Me when I first began work on Sabra the Astonishing.

Me when I first began work on Sabra the Astonishing.

Well, I’ve finally finished Sabra the Astonishing, thirty seven years after I first put pen to legal pad in the carrels of the austere library of the Dumbarton Oaks Institute for Byzantine Studies, where I was, as it turns out, masquerading as a serious scholar. I was supposed to be writing my dissertation on the life of Athanasius, the fourth-century bishop of Alexandria. Put off by the need to stick to known facts, however, increasingly obsessed with Marian visions, in particular,  the case of Bernadette Soubirous, and, not to put too fine a point on it,  unraveling, I began instead to write a novel, which I described decades later in an application to the Ontario Arts Council thusly:

Sabra the Astonishing is the story of a teenage girl who sees an apparition which she takes to be the Virgin Mary . . . which it most definitely is not. Indeed, it is something far more sinister. Set in the sixties in the tobacco country of North Carolina, the novel explores the phenomenon of Marian visions and the steamier underside of Catholic excess.”

The novel went through a number of iterations, the most recent of which was completed twenty five years ago.

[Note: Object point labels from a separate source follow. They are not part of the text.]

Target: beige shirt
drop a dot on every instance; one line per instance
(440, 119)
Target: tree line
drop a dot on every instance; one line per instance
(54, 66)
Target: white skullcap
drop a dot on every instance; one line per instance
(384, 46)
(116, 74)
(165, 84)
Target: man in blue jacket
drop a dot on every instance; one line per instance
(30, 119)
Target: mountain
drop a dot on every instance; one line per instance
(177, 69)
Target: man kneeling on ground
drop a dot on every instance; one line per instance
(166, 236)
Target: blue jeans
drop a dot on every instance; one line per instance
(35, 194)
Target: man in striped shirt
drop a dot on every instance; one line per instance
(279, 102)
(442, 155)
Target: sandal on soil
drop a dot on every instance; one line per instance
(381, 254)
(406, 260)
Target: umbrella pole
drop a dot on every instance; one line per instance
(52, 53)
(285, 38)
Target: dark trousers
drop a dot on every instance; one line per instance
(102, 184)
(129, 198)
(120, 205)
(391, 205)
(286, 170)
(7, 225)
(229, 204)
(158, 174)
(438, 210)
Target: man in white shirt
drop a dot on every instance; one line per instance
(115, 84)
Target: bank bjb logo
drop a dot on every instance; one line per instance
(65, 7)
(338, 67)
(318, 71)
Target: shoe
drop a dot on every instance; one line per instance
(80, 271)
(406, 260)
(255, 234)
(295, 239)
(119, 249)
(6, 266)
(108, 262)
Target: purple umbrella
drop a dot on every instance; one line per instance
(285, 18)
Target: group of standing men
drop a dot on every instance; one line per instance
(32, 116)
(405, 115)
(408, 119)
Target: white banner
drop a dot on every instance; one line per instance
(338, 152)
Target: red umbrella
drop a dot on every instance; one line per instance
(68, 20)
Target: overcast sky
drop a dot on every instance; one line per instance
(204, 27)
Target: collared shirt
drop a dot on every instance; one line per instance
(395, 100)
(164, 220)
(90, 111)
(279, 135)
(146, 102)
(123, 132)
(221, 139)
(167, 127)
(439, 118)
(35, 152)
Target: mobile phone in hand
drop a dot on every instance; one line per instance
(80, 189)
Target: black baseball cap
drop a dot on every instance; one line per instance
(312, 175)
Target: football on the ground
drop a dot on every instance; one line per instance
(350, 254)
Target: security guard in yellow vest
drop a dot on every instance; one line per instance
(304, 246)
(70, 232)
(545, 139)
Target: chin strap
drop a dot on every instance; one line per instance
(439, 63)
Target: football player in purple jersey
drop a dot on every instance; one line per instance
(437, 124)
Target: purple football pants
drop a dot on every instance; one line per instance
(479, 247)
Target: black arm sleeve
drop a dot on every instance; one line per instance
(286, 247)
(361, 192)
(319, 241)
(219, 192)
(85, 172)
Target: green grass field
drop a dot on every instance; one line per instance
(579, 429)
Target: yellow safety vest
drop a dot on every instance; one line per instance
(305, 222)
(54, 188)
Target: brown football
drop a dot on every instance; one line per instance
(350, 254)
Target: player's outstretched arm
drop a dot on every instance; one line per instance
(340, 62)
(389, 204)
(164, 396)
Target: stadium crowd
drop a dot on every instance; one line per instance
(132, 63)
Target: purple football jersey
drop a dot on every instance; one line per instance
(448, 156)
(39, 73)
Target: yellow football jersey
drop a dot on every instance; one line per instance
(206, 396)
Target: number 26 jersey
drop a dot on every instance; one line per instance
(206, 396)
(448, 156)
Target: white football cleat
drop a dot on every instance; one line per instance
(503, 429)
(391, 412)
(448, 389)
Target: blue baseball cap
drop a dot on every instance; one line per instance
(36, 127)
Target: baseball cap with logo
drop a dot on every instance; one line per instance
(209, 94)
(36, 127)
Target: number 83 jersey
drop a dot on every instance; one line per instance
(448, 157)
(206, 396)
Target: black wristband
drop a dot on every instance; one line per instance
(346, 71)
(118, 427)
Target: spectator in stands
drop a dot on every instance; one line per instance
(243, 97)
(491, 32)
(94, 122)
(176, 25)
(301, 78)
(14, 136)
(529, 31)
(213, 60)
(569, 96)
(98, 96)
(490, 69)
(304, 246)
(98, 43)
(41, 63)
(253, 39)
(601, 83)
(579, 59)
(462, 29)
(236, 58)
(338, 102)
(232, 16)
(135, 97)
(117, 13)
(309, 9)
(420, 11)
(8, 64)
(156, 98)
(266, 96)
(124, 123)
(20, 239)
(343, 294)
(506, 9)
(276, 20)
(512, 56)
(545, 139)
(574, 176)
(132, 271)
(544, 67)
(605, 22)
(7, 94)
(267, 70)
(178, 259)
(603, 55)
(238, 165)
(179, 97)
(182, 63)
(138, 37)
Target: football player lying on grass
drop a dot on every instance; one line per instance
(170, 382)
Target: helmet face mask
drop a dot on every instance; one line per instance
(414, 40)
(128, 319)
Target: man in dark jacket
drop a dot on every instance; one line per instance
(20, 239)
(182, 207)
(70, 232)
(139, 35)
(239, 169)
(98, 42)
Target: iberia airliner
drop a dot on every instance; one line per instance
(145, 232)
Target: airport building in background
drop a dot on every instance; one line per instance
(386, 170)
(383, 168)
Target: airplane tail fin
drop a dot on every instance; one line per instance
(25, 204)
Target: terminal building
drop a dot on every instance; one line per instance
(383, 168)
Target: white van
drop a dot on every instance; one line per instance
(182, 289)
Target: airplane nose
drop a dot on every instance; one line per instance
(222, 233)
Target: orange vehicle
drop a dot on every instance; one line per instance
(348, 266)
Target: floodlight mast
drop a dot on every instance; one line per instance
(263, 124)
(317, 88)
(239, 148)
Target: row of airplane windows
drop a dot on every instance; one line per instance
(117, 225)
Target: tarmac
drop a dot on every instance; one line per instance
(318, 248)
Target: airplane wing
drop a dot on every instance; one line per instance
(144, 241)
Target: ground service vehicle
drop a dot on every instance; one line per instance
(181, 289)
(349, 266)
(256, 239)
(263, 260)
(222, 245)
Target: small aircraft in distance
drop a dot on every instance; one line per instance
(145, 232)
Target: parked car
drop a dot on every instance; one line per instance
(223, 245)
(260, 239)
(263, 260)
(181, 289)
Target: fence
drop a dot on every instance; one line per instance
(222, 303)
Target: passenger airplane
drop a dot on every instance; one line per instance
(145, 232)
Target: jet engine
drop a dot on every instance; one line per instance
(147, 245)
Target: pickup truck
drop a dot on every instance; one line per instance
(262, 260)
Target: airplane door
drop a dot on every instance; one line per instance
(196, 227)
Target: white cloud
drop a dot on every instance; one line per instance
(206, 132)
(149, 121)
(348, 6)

My agent circulated it; no takers. My ex once described it less than kindly as, “bloated,” and, in retrospect, he was right. Sabra the Astonishing  erred on the side of excess; rather like the obese fellow traveler who sits next to you in coach, it had a propensity to ooze.  Nevertheless, I’ve always felt that the manuscript contained some of my best writing and the fact that it has languished in the bottom drawer of my file cabinet for so many years has been a source of  melancholy for me. Unpublished novels render one wistful. They are like dead babies; you can’t help but mourn them, to wonder what might have been had they been allowed to live.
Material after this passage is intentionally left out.